Damn fellas! You have to give me a shout next time!

~Mark


----------



## RPB67 (Mar 26, 2005)

Whoa !!

Nice looking time there....nice...:tu


----------



## Mr.Maduro (Aug 2, 2006)

Looks like a great time was had by all!! :ss


----------



## chibnkr (May 2, 2007)

Paul is the man. A great guy all around. Just don't tell him that I found a few more La China Ideales in my Lissador... LOL!


----------



## Sean9689 (Nov 9, 2005)

Anytime you can herf with Doc, it's a good time. Only one week away!


----------



## RenoB (Oct 12, 2005)

Sweet!

Good times fer sure 

Look forward to meeting ya next week Paul, the corruptor of my corruptor :tu


----------



## 68TriShield (May 15, 2006)

n2advnture said:


> Damn fellas! You have to give me a shout next time!
> 
> ~Mark


You haven't made to one yet after saying you would Mark.This time would have been different ?


----------



## Guest (Sep 28, 2007)

Sounds like a great time guys! :ss


----------



## Dux (Oct 4, 2006)

Nice!!! Sounds like you guys had a blast :tu


----------



## hova45 (Jun 17, 2007)

Dave did look super happy with that dunhill:ss


----------



## Darrell (Aug 12, 2007)

Nothing like hanging out with fellow top notch BOTLs. I bet you had a blast! :tu


----------



## icehog3 (Feb 20, 2005)

Looks like a great herf with 4 stellar Gorilla!! Life doesn't get much better than that.


----------



## stevieray (Sep 28, 2006)

I've said it before and I'll say it again.....There's some fine herfing done in MD!!! ...and 68Trishield is usually in the middle of it


----------



## Seanohue (Oct 2, 2006)

stevieray said:


> I've said it before and I'll say it again.....There's some fine herfing done in MD!!! ...and 68Trishield is usually in the middle of it


He's ALWAYS in the middle of it :tu

Looks like a great time, too bad this didn't happen two weeks from now or I could have joined you guys :ss


----------



## Old Sailor (Jul 27, 2006)

Looks like a super time was had by all.
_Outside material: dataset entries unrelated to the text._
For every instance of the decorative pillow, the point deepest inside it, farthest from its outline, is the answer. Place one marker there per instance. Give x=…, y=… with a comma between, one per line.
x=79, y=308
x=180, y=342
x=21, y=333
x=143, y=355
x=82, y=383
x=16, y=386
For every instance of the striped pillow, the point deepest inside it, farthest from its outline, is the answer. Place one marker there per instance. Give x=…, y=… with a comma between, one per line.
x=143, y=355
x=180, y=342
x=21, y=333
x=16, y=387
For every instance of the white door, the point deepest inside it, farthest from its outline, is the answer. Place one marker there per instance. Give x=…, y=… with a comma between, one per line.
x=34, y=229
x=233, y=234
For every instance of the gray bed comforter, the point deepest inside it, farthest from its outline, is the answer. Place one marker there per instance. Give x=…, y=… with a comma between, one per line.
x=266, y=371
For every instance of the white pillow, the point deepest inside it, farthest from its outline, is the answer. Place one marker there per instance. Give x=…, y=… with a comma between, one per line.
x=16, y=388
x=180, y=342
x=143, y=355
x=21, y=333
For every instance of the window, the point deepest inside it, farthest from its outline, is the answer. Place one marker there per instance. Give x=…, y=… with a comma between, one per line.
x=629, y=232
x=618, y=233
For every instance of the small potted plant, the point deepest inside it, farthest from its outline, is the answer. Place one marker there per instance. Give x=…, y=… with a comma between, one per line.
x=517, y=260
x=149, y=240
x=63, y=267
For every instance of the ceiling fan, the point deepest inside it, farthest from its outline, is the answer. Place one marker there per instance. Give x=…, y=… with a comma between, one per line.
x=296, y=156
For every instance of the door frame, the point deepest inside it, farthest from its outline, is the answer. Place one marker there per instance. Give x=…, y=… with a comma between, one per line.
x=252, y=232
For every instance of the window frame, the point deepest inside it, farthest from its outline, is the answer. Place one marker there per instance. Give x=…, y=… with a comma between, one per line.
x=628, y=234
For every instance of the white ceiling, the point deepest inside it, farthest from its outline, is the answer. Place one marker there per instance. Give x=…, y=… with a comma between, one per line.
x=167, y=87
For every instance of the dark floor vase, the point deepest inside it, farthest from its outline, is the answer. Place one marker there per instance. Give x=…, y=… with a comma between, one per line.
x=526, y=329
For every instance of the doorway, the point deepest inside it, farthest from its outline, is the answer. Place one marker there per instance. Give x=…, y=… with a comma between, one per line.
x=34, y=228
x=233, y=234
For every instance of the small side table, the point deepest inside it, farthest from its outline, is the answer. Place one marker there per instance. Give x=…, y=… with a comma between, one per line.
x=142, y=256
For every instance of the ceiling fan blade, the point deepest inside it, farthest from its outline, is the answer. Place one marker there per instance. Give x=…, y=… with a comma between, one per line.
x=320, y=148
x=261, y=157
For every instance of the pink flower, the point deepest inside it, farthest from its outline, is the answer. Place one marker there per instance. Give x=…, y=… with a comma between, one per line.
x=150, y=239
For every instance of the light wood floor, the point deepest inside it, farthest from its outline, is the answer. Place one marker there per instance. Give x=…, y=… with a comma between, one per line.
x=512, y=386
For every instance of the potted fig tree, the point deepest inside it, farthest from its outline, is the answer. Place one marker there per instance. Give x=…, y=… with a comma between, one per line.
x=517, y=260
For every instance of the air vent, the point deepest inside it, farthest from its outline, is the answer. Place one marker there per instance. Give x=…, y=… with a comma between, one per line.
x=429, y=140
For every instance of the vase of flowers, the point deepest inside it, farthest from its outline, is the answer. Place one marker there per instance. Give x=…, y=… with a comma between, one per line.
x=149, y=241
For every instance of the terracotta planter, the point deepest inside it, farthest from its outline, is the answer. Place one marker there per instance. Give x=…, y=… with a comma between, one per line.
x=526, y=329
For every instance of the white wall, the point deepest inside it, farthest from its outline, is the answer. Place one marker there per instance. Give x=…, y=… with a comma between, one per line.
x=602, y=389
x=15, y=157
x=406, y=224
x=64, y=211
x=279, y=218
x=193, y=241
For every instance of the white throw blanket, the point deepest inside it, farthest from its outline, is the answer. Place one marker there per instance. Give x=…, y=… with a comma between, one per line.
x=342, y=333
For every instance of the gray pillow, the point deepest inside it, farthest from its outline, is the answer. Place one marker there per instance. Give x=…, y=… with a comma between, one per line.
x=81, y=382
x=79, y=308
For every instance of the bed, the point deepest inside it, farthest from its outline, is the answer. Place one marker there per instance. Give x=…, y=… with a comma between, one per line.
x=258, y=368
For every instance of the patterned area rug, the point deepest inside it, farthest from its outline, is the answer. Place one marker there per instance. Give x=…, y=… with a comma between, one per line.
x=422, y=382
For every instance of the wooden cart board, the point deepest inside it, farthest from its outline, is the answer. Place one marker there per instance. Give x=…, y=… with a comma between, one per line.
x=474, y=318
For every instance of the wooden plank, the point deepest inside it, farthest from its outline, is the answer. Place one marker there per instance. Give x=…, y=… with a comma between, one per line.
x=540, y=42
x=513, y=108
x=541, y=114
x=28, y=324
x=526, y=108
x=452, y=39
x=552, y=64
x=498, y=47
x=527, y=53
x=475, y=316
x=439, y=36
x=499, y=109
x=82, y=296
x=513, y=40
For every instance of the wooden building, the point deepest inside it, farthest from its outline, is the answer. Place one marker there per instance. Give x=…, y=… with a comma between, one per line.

Herfed with Paul at the Shack, awesome BOTL.:tu:tu:tu


----------



## n2advnture (Aug 9, 2004)

68TriShield said:


> This time would have been different ?


:r It's all about timing bro :tu


----------



## 68TriShield (May 15, 2006)

n2advnture said:


> :r It's all about timing bro :tu


Dammit Jim!!!!


----------



## icehog3 (Feb 20, 2005)

68TriShield said:


> Dammit Jim!!!!


I'm a simple country doctor!


----------



## LasciviousXXX (Oct 12, 2004)

Mmmmm..... Jubilaums :dr


Paul is the man, I look forward to herfing with him again soon. Thanks for the pics boys!


----------



## Guest (Sep 29, 2007)

I've had the honor of herfing with both Dave and Paul on several occassions. Always a fantastic time. :tu:ss


----------



## Zoomschwortz (Jul 14, 2006)

Thanks for the pictures.

Looks like everyone had a great time.


----------



## Kiwi Michelle (Aug 2, 2006)

Well I was kinda there too!! Was that me you were talking to on the laptop?

It was great to catch up with you guys albiet virtually!! I did what I was told and smoked that '93 Party Charlotte you had gifted me Paul. Thanks a bunch for that!


----------